Standard outfits are supplied with 8, 16, 24 and 32 lights. Additional festoons of 8 sockets each with lamps can be ordered for increasing size of outfit.

Additional lamps can be obtained on order (order should specify miniature lamps for Christmas tree outfit), giving the voltage of the lighting service at the house.

The outfit may be used for general house and table decorations at all seasons.

(Edison Decorative and Miniature Lamp Dept.)


When the courts turned down a General Electric patent application for the lighting festoon itself, any company was free to manufacture and sell Christmas tree lighting strings. Many companies did just that. The early years of the twentieth century saw a large variety of electric Christmas lighting outfits hit the market, supplied by many manufacturers and/or resellers. Among the most prominent were of course General Electric, followed closely by The American Ever Ready company (after 1912, and the forerunner of the Eveready battery company that we know today), The Jaeger Miniature Lamp Manufacturing Company, the Yuletide Novelty Company, The Electric Porcelain Mfg.
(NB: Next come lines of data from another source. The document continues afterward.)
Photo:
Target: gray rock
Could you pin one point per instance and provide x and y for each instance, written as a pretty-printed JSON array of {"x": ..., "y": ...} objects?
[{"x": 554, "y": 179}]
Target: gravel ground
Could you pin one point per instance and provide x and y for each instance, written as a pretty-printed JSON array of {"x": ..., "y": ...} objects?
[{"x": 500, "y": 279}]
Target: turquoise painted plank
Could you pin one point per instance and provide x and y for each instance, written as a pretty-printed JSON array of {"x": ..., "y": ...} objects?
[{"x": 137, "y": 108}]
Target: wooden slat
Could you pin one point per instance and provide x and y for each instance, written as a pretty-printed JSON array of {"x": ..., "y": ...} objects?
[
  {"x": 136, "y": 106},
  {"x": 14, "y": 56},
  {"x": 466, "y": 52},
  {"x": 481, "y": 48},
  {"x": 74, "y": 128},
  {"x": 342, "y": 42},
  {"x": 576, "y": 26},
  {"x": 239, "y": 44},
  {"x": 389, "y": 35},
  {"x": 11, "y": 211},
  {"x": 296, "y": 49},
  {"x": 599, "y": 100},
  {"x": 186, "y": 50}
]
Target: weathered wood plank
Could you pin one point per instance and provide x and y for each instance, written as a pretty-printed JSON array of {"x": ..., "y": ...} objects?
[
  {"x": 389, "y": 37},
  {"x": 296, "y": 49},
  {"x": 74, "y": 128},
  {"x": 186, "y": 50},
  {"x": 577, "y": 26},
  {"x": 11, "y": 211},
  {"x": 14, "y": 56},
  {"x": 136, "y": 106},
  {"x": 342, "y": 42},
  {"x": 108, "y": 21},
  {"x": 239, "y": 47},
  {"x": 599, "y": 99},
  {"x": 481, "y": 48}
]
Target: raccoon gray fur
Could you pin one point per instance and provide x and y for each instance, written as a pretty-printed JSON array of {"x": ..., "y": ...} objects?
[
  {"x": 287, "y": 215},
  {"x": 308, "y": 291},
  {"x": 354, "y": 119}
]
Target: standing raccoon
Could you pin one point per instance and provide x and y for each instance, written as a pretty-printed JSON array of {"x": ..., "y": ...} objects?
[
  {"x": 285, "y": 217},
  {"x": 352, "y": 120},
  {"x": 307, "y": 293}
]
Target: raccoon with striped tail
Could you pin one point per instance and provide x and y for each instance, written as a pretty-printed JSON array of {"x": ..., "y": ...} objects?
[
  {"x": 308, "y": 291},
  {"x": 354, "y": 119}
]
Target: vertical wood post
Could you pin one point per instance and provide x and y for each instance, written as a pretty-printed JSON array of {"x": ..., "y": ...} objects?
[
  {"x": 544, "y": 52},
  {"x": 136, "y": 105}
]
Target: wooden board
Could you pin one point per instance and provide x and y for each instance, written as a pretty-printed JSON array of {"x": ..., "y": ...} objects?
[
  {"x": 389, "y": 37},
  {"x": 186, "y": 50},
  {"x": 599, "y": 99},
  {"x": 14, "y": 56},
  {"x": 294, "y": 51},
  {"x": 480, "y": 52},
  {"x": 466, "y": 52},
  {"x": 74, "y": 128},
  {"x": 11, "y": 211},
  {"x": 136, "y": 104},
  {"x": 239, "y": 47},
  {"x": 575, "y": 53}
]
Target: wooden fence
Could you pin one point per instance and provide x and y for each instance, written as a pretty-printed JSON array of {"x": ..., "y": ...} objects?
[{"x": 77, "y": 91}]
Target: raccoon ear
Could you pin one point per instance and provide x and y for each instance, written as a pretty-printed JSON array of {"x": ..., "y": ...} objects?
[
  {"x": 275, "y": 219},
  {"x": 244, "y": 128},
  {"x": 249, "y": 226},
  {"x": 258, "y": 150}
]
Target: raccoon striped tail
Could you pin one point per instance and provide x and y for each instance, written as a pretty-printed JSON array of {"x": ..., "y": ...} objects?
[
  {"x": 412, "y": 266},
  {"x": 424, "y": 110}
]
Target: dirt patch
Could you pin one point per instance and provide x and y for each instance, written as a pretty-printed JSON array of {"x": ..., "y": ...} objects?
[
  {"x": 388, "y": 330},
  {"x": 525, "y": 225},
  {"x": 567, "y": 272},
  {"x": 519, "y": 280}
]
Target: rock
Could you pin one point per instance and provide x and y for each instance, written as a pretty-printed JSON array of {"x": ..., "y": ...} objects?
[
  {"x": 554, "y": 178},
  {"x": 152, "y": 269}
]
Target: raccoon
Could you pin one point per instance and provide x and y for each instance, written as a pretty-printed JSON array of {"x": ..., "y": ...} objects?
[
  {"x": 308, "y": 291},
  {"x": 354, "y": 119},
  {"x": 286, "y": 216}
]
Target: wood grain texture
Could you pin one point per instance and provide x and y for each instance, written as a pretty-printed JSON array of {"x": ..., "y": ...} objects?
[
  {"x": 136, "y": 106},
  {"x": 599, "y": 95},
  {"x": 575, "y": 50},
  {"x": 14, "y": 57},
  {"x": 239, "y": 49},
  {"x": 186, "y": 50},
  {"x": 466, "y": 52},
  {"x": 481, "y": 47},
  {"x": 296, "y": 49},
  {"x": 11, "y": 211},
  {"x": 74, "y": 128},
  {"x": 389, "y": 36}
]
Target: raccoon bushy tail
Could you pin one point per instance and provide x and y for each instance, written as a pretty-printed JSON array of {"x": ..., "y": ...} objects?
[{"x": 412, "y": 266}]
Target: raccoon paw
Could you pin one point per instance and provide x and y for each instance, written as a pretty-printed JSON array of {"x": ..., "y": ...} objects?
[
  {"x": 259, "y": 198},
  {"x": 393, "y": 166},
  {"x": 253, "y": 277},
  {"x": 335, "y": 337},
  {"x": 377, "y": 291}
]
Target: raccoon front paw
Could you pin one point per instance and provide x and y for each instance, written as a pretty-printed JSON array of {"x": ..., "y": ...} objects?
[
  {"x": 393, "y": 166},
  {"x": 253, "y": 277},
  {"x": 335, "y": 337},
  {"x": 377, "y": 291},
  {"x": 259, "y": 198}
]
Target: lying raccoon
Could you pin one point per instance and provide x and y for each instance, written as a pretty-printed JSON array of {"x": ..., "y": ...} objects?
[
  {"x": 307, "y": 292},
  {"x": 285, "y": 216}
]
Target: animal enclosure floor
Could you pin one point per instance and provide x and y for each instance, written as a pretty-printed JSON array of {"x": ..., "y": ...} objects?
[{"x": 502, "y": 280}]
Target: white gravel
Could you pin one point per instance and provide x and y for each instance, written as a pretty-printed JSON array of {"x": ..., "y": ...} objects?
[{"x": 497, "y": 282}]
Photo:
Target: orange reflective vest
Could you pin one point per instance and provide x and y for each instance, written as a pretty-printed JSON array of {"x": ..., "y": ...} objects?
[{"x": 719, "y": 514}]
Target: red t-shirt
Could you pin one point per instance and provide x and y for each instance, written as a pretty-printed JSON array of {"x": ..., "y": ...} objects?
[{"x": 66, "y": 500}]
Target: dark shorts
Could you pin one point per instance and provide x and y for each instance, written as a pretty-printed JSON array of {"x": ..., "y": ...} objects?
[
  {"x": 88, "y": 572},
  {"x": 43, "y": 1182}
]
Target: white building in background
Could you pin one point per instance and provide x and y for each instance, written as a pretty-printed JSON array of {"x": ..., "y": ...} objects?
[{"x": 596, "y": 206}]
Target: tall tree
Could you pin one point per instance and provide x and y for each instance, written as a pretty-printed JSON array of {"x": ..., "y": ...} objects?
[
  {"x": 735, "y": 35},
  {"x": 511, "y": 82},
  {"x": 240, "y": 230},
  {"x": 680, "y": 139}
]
Company, Empire (a division of Westinghouse), The Triangle Electro Trading Company, Franco and The Excelsior Supply Company.

1907 advertisement promoting a
battery operated winking (blinking)
light set
from the Excelsior Supply Company




A. This extremely rare Touch The Button outfit is circa 1904, and it is believed that the outfit was manufactured by Jaeger. The name "Touch The Button" is a reference to the early push button wall switches of the time. Jaeger is the same company that offered Santa Claus Electric Candles outfits in similar wood boxes. Apparently, there were two Jaeger brothers who each headed their own electrical company. It is probable that this Touch The Button outfit was sold by one of the companies, and the possibility also exists that it was manufactured by one of the Jaeger companies and then sold through a third party.
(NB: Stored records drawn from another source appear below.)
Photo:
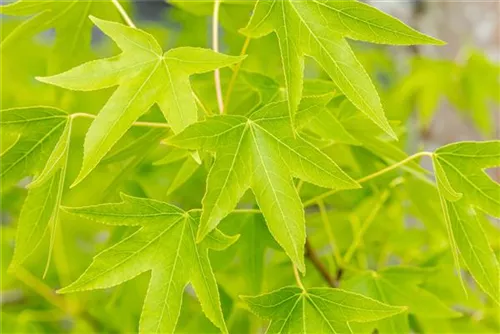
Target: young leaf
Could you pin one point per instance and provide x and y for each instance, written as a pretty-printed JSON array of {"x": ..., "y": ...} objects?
[
  {"x": 40, "y": 129},
  {"x": 38, "y": 151},
  {"x": 464, "y": 164},
  {"x": 318, "y": 29},
  {"x": 165, "y": 245},
  {"x": 462, "y": 182},
  {"x": 261, "y": 152},
  {"x": 316, "y": 310},
  {"x": 145, "y": 76},
  {"x": 400, "y": 286}
]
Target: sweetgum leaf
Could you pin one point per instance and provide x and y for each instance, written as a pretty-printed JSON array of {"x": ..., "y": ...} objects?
[
  {"x": 400, "y": 286},
  {"x": 464, "y": 186},
  {"x": 318, "y": 29},
  {"x": 263, "y": 153},
  {"x": 145, "y": 76},
  {"x": 41, "y": 149},
  {"x": 165, "y": 245},
  {"x": 317, "y": 310}
]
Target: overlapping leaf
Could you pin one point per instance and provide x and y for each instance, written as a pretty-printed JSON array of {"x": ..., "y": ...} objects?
[
  {"x": 400, "y": 286},
  {"x": 317, "y": 310},
  {"x": 165, "y": 245},
  {"x": 318, "y": 29},
  {"x": 42, "y": 150},
  {"x": 145, "y": 76},
  {"x": 263, "y": 153},
  {"x": 464, "y": 185}
]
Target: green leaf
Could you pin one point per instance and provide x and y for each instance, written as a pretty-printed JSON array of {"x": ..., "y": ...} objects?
[
  {"x": 316, "y": 310},
  {"x": 165, "y": 245},
  {"x": 38, "y": 215},
  {"x": 318, "y": 29},
  {"x": 262, "y": 153},
  {"x": 460, "y": 170},
  {"x": 464, "y": 165},
  {"x": 69, "y": 19},
  {"x": 38, "y": 151},
  {"x": 145, "y": 76},
  {"x": 400, "y": 286},
  {"x": 39, "y": 129}
]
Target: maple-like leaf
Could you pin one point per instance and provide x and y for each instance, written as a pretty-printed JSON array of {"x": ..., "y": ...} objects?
[
  {"x": 69, "y": 19},
  {"x": 41, "y": 150},
  {"x": 464, "y": 185},
  {"x": 318, "y": 29},
  {"x": 165, "y": 245},
  {"x": 336, "y": 120},
  {"x": 145, "y": 76},
  {"x": 317, "y": 310},
  {"x": 263, "y": 153},
  {"x": 400, "y": 286}
]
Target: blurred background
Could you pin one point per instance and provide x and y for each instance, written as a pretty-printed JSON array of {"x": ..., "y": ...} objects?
[{"x": 435, "y": 95}]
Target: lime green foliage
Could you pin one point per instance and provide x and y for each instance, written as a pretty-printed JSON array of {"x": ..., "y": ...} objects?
[
  {"x": 127, "y": 205},
  {"x": 245, "y": 149},
  {"x": 471, "y": 86},
  {"x": 145, "y": 76},
  {"x": 165, "y": 244},
  {"x": 41, "y": 149},
  {"x": 463, "y": 186},
  {"x": 70, "y": 21},
  {"x": 317, "y": 310},
  {"x": 399, "y": 286},
  {"x": 318, "y": 29}
]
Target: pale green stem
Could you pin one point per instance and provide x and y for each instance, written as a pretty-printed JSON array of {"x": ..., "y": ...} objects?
[
  {"x": 123, "y": 13},
  {"x": 330, "y": 235},
  {"x": 140, "y": 124},
  {"x": 297, "y": 278},
  {"x": 314, "y": 200},
  {"x": 215, "y": 47},
  {"x": 236, "y": 70},
  {"x": 369, "y": 220}
]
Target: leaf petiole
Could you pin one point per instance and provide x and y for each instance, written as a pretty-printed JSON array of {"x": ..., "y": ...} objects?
[
  {"x": 315, "y": 199},
  {"x": 143, "y": 124}
]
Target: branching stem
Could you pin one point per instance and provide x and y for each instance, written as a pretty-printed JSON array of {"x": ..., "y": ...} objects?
[
  {"x": 314, "y": 200},
  {"x": 123, "y": 13}
]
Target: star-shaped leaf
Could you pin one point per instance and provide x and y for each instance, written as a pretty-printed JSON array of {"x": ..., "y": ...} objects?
[
  {"x": 318, "y": 29},
  {"x": 464, "y": 185},
  {"x": 41, "y": 150},
  {"x": 69, "y": 19},
  {"x": 317, "y": 310},
  {"x": 263, "y": 153},
  {"x": 165, "y": 245},
  {"x": 400, "y": 286},
  {"x": 145, "y": 75},
  {"x": 464, "y": 165}
]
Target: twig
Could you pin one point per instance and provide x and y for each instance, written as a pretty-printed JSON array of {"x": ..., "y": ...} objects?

B. A view inside the box showing the restored covered lamp compartment. The outside of the box shows year around uses for the outfit, including decorating dining rooms for parties, store front windows and the like. The only mention of Christmas use is on the lid of the box. Remember, during the years the set was sold, it was prohibitively expensive for the average family, so companies tried to emphasize the fact that the set had many uses other than Yuletide decorating.

C. Inside the restored lamp compartment shows spaces for 25 lamps- 24 for the festoons and one spare. The lamps are American made and are of the outside painted carbon filament type, with porcelain insulators in the bases and the early "tin can" type center contact button at the bottom. 
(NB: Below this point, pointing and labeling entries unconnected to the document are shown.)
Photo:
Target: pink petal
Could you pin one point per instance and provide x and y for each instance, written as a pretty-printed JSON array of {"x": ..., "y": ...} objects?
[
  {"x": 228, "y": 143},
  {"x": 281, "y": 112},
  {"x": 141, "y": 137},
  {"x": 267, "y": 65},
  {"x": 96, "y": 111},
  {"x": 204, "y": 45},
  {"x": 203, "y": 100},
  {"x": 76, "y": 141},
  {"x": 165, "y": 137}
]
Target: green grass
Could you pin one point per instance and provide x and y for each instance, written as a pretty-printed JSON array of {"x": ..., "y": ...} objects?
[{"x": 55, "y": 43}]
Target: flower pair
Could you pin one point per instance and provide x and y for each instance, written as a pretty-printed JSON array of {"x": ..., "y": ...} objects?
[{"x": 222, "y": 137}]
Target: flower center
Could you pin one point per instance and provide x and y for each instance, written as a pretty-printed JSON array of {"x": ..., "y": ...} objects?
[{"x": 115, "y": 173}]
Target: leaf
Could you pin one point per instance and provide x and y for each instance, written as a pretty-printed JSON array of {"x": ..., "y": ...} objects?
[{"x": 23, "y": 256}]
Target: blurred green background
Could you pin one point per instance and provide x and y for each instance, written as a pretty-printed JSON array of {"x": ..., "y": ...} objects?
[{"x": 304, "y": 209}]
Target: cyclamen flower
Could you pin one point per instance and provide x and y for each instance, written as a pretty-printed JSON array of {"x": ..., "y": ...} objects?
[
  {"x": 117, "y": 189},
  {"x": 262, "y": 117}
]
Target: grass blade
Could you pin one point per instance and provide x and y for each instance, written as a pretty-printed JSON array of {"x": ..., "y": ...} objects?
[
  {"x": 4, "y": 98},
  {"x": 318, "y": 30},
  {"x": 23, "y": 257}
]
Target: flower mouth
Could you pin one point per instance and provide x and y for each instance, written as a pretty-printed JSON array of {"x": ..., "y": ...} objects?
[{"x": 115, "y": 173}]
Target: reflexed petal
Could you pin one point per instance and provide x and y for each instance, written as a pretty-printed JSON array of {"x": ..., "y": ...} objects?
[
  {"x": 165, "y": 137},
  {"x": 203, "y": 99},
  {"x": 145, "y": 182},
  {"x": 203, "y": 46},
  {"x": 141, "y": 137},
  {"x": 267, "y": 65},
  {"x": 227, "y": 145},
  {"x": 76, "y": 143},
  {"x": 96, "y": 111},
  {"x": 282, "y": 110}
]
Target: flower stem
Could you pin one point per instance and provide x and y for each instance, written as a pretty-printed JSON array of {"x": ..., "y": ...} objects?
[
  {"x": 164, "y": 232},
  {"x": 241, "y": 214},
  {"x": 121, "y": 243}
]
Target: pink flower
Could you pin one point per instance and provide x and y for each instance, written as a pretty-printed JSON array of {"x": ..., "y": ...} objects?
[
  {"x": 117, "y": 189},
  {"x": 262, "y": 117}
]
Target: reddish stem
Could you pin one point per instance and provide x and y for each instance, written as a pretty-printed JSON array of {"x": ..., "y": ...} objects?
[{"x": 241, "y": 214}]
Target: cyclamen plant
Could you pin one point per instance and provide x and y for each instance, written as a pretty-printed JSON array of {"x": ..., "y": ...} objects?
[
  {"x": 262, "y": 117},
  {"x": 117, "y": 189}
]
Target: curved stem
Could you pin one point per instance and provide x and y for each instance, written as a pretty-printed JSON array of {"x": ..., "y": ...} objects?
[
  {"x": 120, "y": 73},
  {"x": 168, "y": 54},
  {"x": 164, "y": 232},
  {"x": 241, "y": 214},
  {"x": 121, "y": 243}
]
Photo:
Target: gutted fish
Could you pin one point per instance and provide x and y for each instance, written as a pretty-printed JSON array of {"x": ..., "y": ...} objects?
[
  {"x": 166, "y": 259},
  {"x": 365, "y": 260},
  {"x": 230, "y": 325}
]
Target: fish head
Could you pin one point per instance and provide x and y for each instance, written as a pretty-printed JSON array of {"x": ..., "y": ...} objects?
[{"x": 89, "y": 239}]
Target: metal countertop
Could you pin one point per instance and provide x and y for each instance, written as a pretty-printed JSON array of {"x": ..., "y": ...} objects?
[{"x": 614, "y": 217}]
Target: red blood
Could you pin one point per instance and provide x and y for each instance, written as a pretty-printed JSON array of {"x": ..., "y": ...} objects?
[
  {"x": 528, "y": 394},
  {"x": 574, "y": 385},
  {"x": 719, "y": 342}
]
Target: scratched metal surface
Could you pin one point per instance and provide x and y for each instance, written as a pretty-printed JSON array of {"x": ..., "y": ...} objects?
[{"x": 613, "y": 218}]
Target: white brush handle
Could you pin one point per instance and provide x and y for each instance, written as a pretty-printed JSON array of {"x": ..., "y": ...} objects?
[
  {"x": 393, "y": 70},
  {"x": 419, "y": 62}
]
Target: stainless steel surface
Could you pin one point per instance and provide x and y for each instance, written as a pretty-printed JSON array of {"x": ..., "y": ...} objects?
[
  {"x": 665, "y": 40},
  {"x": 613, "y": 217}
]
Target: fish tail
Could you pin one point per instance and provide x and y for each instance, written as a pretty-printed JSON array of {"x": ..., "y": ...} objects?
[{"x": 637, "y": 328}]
D- Here are two of the three festoons in the set, along with the green glazed porcelain junction box and the screw-in type current tap. The cord is silk covered, and each festoon has eight porcelain sockets.

E- The third festoon in this set is currently being restored. One of the sockets had ancient black electrical tape around it, likely to protect little fingers from the socket which had apparently been dropped, as half of it is missing. While unfortunate, it does afford us the opportunity to see what the inside of the unit looks like. The brass shell is held in place with some type of tar or resin like material, which can plainly be seen between the wires in this photo. The tar/resin also acts as a stabilizer and insulator for the wires in the socket shell.

F- Luckily, the tar or resin in the sockets is so very old that it is crumbling, offering this collector a very rare opportunity to actually disassemble the sockets without damage. Shown here are a top and side view of the porcelain socket shell, as well as the brass socket insert itself. Almost all outfits of this vintage are impossible to disassemble like this, so it is a bit exciting to have the rare chance to bring this set back to like new condition. The outfit is missing two sockets, so the search is on for a pair of replacements to complete this final festoon.